Mi transitar por la vida es y ha sido un crecimiento constante y no gracias a mí, sino a todas las personas que se han cruzado en mi vida, a los hechos que me han tocado vivir, a las percepciones que han ligado siempre mi espíritu a la realidad y es por eso que desearía que todos los seres que me rodean se dieran cuenta que la vida es un aprendizaje que nos enfrenta a distintas etapas, que si no sabemos superar, lamentablemente habremos pasado por este mundo, sin apenas notarnos y no hay "replay" para nuestra existencia.
La felicidad es un tal vez un instante, pero nos llena de sonrisas, de cosquillas en el corazón, da pinceladas rojas, azules, amarillas y tal vez más, endulza el cantar de los pájaros y viajamos en nubes por un cielo violeta y majestuoso…pero al otro instante llegan las lágrimas, el dolor, el desgarro del alma, los pensamientos oscuros, el cielo se torna plomizo y lloroso. Eso es lo que nos avisa que estamos habitando este mundo real, con luces y sombras y que es normal que así sea, pero si no construimos un soporte que dé sentido a la vida como tal, corremos el riesgo de derrumbarnos.

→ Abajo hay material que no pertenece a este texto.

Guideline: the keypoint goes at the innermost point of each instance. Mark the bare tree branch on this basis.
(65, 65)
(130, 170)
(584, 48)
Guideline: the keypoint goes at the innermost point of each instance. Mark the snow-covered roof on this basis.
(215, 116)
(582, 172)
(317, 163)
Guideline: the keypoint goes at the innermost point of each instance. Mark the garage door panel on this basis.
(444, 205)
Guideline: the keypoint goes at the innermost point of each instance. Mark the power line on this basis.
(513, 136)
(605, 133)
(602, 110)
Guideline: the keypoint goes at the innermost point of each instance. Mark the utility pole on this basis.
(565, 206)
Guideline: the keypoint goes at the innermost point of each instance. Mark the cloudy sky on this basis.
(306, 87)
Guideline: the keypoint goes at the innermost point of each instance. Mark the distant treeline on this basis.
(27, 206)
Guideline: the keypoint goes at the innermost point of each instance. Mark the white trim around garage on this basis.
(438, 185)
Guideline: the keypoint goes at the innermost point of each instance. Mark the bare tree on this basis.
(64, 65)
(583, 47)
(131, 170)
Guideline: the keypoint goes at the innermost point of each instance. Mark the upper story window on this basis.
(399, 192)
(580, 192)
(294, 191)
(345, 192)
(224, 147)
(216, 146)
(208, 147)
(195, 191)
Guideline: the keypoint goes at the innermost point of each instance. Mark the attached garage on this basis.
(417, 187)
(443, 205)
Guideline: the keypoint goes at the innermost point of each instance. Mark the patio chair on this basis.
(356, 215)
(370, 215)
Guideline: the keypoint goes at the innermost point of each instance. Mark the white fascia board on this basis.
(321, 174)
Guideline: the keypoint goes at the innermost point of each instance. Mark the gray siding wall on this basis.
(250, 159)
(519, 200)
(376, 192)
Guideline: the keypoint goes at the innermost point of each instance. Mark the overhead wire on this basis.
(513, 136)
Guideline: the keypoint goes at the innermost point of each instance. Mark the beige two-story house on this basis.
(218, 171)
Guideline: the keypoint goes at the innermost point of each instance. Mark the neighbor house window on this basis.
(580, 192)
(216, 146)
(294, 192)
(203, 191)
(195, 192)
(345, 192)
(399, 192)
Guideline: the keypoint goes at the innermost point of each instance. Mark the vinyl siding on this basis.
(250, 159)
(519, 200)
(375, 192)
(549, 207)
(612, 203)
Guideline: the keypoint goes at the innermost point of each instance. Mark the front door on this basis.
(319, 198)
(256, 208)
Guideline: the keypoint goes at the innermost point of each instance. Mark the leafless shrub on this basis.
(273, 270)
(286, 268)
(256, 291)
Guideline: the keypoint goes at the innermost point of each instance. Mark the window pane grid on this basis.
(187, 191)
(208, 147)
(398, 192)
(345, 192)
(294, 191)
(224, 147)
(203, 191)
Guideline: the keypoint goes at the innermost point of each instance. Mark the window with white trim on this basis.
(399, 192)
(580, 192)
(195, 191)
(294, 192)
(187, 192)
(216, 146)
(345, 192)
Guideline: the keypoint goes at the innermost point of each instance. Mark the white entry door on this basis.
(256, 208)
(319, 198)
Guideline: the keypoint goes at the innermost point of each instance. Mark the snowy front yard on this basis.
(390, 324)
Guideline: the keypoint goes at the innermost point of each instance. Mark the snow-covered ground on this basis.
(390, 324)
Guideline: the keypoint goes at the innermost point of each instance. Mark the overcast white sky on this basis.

Hay muchas maneras de explicar el surgimiento del mundo y lo puedo entender, lo que no puedo entender es que haya alguien en el mundo que no haya comprendido que la perfección y los embates de la madre naturaleza, la mágica gestación de un niño y su nacimiento, el encantamiento del amor tienen contacto con alguien mucho más perfecto que nosotros, con alguien que durante nuestro pasar por la vida, muchas veces ignoramos por la carrera alocada hacia el confort, por vivir el frenesí de una existencia llena de cosas que marean el espíritu y recién cuando va llegando el ocaso de nuestras vidas, nos detiene y se nos llena el interior de preguntas, que no fuimos capaces de responder en nuestra vida, que pareció tan larga y sólo fue un instante.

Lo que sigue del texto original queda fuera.